Thank you very much, you helped me a lot
many thanks! however stuck on import check_connectivity from utils…..lol…
thanks sir , however I want to know
1- how one can integrate specific set of models (pre-trained) ones in to Rstudio ? so that one can simply run examples on data "proprietary in my case " locally within R
2- is there a way to ask the inference API for tasks different from the typical sentiment classification of text for example "multi-entity tagging" , "modalities" ….etc
your input is highly appreciated
I am getting an error/ info log from transformers (twice) stating "Special tokens have been added in the vocabulary, make sure the associated word embeddings are fine-tuned or trained." The model then generates only a bunch of whitespace, no matter the input. I have followed through your steps and made sure the files were downloaded at the expected location. The behavior occurrs both with and without setting legacy=False.
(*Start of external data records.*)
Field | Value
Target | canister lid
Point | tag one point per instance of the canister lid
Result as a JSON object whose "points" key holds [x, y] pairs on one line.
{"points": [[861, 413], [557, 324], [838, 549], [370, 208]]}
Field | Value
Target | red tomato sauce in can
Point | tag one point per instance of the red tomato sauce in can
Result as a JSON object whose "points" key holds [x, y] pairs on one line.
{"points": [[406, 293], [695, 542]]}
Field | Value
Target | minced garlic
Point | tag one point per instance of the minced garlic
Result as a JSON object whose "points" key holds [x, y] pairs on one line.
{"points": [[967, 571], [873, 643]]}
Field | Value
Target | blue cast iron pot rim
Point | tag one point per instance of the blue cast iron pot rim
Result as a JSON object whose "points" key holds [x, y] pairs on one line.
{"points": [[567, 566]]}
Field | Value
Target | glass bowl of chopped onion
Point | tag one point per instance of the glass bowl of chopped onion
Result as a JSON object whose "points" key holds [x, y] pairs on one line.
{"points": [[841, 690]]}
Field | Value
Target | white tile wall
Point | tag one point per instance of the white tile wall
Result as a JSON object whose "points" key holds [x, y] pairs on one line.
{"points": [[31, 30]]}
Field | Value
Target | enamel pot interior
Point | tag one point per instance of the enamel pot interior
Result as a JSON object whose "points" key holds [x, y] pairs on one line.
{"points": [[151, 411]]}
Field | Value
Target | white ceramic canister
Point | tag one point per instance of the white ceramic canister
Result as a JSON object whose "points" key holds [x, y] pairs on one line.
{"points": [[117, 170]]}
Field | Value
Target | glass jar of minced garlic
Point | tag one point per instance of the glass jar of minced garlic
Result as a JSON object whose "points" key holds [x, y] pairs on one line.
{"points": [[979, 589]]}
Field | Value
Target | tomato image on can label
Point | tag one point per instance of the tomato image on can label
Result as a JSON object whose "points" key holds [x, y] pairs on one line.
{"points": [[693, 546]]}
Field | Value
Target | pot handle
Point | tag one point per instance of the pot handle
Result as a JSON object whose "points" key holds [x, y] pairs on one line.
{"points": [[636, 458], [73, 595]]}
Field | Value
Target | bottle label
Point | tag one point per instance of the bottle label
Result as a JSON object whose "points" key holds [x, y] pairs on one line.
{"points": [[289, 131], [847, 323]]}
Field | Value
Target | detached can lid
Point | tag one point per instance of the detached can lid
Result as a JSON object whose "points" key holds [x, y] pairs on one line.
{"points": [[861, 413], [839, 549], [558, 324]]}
hi. please help me. how to create custom model from many pdfs in Persian language? tank you.
Thanks for this video!!
thanks Mark, very nice video, super clearly put!
could you please suggest, what could be the reason if (when trying to set the wifi off) the output of those lines of code is "ModuleNotFoundError: No module named utils"?